Eso, en cuanto a lo físico. En cuanto a la fatiga mental, es consecuencia de las constricciones en la conversación que nos autoimponemos en los numerosos encuentros sociales, concebidos como grandes reencuentros con la tribu y ecuménica celebración de la alegría y la concordia. Pero resulta que las cosas comunes son tan irritantes, y los discursos públicos –que cada ciudadano particular ha comprado creyendo que responde a sus más íntimas convicciones, pero que en realidad responde a según le va en la feria– son tan adversos y enconados, que es fácil que al menor roce salten chispas, y ofensitas, de manera que para evitar broncas todos acuden a las reuniones y banquetes en estado de alerta, con el pie apoyado en el pedal derecho, preparados para apretar el freno a la menor señal de una discusión de la que todos pueden salir dañados y nadie beneficiado.

Claro, esto es agotador. En estas fechas tan especiales, tan cargadas de emoción y de reencuentros, lo prudente y lo sensato es no hablar en la mesa de nada interesante o sea potencialmente conflictivo, ni manifestar ninguna opinión personal. Los temas importantes… mejor evitarlos. Si algún insensato saca el tema y se pone a defender a Israel contra Palestina, o a Palestina contra Israel, lo que hay que hacer es dedicarle una vaga sonrisa, girar la cabeza hacia el otro extremo de la mesa y cambiar de tema, diciéndole, por ejemplo, a la anfitriona: “Esa planta es preciosa, ¿de dónde la has sacado? Es un tipo de planta que siempre me ha gustado”.

Claro que así, eludiendo cualquier tema conflictivo, se baja el nivel de las conversaciones por debajo del nivel del suelo. En bien de la concordia y la armonía se despliega un amplio movimiento colectivo hacia abajo, hacia los estratos más bajos del consenso, tangentes con la afasia: a esa zona de temáticas inocuas donde se comentan los restaurantes que se han descubierto durante el año, los lugares amenos que se ha frecuentado, las anécdotas graciosas que ya todos conocen, las últimas series cinematográficas a las que nos hemos “hecho adictos”.

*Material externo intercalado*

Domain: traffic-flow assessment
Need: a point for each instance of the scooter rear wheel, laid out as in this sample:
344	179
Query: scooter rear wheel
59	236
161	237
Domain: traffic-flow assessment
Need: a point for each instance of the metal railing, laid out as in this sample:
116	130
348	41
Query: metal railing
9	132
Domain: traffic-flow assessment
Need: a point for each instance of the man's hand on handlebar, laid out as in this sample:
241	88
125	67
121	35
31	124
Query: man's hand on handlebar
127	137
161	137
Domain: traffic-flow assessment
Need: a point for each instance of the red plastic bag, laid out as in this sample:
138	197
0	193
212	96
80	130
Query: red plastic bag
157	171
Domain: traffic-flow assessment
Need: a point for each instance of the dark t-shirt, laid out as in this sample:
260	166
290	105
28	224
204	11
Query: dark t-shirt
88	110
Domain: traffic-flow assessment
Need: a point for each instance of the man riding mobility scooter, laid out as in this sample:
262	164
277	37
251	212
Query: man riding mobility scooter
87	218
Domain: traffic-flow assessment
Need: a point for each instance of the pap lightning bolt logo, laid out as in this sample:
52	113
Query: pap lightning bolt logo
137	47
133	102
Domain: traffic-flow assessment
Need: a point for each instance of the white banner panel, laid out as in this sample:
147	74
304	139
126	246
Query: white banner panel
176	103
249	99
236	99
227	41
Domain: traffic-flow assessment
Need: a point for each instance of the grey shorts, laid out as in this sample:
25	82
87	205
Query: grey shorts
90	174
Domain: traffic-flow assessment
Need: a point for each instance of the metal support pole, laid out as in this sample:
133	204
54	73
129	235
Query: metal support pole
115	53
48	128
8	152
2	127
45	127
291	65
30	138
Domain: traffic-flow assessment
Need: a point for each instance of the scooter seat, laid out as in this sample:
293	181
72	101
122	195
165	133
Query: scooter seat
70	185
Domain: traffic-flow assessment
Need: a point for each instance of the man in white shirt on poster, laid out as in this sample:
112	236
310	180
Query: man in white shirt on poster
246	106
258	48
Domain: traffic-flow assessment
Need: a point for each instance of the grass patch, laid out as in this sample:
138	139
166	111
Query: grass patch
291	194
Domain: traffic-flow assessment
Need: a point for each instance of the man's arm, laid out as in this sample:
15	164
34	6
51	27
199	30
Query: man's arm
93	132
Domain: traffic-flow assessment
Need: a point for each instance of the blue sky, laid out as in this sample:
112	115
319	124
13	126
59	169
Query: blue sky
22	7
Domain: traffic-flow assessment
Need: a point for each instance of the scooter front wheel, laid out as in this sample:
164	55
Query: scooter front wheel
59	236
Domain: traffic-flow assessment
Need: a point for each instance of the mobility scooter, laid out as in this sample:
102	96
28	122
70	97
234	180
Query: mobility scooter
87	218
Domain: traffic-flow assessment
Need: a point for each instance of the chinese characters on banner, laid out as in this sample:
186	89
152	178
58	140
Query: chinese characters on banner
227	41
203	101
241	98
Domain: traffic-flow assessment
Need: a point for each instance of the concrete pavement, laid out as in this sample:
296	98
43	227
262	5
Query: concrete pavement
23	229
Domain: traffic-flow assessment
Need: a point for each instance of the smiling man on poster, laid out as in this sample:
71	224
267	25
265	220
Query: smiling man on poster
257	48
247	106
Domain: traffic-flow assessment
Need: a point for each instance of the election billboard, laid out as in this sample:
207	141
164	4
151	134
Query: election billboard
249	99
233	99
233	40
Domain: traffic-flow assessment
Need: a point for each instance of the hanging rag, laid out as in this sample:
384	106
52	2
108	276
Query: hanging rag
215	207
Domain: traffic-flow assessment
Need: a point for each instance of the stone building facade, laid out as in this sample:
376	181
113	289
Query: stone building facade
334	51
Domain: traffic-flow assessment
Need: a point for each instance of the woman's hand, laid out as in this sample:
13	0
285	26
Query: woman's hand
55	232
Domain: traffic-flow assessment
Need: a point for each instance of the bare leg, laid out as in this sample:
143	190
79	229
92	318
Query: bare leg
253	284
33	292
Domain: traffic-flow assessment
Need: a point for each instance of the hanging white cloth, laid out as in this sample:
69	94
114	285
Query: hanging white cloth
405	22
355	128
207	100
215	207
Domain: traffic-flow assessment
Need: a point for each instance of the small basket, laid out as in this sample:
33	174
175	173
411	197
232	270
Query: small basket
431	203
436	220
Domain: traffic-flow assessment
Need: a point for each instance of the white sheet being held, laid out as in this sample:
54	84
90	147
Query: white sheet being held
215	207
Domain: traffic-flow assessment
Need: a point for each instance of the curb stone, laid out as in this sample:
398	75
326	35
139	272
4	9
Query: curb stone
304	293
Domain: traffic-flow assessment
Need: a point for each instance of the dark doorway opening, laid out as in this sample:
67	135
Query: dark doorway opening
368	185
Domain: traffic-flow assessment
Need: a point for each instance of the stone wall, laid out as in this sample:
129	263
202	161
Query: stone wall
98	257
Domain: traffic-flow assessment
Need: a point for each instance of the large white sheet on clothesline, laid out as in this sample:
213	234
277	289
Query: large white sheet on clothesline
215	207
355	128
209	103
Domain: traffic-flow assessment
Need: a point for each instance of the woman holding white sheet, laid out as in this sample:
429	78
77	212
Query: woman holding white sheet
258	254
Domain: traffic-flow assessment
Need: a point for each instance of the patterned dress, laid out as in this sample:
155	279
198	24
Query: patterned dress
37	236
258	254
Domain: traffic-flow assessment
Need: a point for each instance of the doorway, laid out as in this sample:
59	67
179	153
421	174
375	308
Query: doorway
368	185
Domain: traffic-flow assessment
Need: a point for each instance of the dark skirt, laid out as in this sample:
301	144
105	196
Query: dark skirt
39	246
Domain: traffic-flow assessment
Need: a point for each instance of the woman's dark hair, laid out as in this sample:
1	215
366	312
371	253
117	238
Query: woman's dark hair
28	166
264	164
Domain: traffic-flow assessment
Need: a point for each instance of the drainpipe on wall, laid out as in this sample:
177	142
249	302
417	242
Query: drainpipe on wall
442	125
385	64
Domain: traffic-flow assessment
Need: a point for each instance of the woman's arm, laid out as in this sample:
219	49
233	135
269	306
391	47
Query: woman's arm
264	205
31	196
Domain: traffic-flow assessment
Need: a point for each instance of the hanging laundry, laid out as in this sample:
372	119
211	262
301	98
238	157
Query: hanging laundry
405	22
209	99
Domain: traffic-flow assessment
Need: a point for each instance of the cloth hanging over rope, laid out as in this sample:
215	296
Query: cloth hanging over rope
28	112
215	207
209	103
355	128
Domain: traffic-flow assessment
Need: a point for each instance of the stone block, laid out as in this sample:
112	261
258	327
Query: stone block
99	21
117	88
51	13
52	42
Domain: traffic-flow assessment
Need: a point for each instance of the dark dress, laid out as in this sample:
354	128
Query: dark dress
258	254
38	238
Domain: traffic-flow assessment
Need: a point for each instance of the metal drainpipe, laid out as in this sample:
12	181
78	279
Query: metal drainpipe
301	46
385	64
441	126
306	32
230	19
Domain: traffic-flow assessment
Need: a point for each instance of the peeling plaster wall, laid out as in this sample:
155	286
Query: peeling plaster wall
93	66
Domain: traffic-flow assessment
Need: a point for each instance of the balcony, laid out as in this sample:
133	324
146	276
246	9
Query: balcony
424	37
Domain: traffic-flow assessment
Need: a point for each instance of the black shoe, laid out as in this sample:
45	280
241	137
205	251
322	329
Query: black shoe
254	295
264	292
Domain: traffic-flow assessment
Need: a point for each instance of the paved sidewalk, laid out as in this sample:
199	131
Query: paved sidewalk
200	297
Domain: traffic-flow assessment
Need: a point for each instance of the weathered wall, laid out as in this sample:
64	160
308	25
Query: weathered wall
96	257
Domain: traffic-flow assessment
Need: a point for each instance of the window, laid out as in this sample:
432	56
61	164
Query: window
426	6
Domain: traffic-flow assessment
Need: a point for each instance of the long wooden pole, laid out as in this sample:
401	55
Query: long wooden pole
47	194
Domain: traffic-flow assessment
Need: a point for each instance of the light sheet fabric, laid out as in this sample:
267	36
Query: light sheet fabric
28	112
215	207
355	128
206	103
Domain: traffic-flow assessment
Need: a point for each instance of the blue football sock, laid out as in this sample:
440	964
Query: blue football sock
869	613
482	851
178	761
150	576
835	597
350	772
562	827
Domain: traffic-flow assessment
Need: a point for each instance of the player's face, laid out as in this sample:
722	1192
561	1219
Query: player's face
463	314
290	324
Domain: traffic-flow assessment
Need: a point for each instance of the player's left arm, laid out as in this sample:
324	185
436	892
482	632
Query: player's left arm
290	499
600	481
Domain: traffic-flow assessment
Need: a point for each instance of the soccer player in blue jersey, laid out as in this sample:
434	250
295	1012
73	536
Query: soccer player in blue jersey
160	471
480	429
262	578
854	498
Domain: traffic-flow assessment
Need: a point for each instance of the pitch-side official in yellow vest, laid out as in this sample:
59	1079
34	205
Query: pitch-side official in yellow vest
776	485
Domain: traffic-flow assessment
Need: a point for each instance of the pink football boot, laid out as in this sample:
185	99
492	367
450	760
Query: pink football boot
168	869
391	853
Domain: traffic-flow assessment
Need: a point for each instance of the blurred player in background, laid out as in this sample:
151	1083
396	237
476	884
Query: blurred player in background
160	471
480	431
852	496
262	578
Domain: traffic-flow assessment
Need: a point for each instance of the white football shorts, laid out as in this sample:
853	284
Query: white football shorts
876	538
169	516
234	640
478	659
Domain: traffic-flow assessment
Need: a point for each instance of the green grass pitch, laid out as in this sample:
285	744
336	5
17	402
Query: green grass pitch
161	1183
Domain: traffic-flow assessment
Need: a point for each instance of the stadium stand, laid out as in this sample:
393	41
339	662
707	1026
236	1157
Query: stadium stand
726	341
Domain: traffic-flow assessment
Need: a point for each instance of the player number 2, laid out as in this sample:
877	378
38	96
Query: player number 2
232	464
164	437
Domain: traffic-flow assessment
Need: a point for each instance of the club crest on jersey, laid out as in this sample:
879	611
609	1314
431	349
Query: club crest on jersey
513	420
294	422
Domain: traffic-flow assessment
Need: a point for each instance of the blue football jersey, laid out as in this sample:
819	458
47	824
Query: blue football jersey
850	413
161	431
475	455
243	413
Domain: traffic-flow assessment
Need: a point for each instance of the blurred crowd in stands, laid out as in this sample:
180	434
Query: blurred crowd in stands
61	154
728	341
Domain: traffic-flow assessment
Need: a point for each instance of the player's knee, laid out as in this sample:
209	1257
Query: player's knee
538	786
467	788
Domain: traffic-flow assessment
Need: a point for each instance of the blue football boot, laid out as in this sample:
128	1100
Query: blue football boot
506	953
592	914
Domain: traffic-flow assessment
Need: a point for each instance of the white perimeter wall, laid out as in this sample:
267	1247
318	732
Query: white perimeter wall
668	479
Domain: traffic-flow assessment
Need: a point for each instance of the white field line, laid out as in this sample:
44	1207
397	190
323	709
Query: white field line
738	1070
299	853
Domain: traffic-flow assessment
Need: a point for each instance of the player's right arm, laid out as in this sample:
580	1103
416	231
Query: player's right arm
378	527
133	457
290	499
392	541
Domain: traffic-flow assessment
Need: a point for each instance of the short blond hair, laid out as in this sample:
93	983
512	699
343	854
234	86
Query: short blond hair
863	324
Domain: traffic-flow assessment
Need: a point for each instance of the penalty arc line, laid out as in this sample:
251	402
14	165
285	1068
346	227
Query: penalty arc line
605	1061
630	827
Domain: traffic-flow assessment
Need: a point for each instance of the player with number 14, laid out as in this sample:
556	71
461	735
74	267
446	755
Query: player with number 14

--Es coreana, es buenísima, no os la perdáis.

Se habla con precaución, con el máximo cuidado de no decir nada, y de no dejar ningún flanco expuesto. La conversación es un ejercicio de retórica hueca. Están admitidas las pullitas al cuñado más simplón, siempre que no sean demasiado hirientes.

La extrema contradicción entre el movimiento desaforado de estos días, de fiesta en fiesta, y conversaciones nulas, produce en la mente y el organismo unos cortocircuitos que lo dejan derrengado.         

Que no pare la fiesta. En este sentido, el mejor resumen que pueda hacerse de estas entrañables fiestas son los programas televisivos de Año Nuevo, llenos de tontilocos disfrazados con lentejuelas y micrófono en mano, poseídos por el baile de San Vito, que se mueven sin sentido al son de músicas tribales, absurdas sin excepción. Sustituidos, a la mañana siguiente, por ese público a la vez apolillado e infantil que en el Musikverein de Viena da palmas al ritmo de La marcha Radetzky.

Y luego, vuelta a la mina, a la oficina siniestra, al remo del galeote.

Después de las fiestas serían necesarias otras fiestas, de otro estilo, quizá de cartujos en el monte Athos. Y después de estas, acaso, todavía, otras fiestas más.